I haven't used it, but the team (person?) that makes Buckets (https://www.budgetwithbuckets.com) makes SimpleFIN (https://www.simplefin.org), which seems like it exposes exactly what you want: simple transaction data from arbitrary banks.

Plaid offers transactions APIs (https://plaid.com/products/transactions/), but I guess to your point these APIs are geared towards fintech companies, not personal use.

EDIT: I don't know how well it works in general, though. You'd have to test it yourself.

Plaid works great, but their API access is too pricey for an individual/small business.
Nordigen supports transactions as well (and for free), I personally use it with firefly for personal budgeting
This SimpleFIN blog looks dead - last article is from 2016. Not exactly encouraging.
I'm currently writing a library that implements SimpleFIN. While the main website hasn't been updated in a while (even the demo endpoints are out of date, and I've written to the maintainer last month about it[1]), the demo endpoint described on the Simplefin Bridge the docs still works[2] so hopefully there's still movement.

[1] https://github.com/simplefin/simplefin.github.com/issues/14

[2] https://beta-bridge.simplefin.org/info/developers

They probably don’t want to deal with individual subscribers but if enough open source users wanted feeds you’d create a niche for a SaaS that does nothing but provide bank feeds for a few bucks a month. That’s the kind of micro SaaS one person could run.

There are some things that are “natural SaaS” and interoperability with ugly services run by huge banks that are probably moving targets and probably have administrative overhead to use is one example.
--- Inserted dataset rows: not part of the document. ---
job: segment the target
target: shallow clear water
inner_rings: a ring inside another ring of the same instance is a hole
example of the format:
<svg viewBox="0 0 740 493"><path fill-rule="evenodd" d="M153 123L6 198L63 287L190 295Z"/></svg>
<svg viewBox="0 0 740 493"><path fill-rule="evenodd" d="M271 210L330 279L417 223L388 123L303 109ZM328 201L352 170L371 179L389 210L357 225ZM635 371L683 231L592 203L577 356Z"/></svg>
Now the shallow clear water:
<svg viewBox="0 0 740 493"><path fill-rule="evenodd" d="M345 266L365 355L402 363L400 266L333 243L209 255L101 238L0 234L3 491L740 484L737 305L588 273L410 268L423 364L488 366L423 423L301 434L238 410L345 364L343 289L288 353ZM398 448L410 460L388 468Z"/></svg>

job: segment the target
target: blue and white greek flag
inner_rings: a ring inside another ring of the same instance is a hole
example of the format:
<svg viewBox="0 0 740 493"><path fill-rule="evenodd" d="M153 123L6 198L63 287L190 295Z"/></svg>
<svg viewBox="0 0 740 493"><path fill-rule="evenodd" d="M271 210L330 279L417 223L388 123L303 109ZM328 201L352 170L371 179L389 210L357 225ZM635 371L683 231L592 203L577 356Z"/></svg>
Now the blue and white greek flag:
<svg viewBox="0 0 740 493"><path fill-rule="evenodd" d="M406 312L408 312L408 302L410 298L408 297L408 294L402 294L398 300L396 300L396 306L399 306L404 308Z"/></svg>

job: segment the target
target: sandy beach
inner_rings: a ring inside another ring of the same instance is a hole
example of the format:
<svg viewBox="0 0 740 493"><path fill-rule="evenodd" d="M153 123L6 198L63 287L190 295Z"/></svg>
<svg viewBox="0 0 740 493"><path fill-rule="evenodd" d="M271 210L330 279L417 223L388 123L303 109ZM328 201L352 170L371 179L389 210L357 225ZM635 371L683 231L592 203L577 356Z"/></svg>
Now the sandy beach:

This seems to be exactly what the creator of SimpleFIN is doing with their "SimpleFIN bridge". Pay a small price and you can use the simplefin API to access any banks that they've supported so far.
Fintable offers the service but it only interfaces with Airtable. You can easily download a csv from there, or use the Airtable API. It's not for those who don't want their data in the cloud, but I've found the service to be pretty good.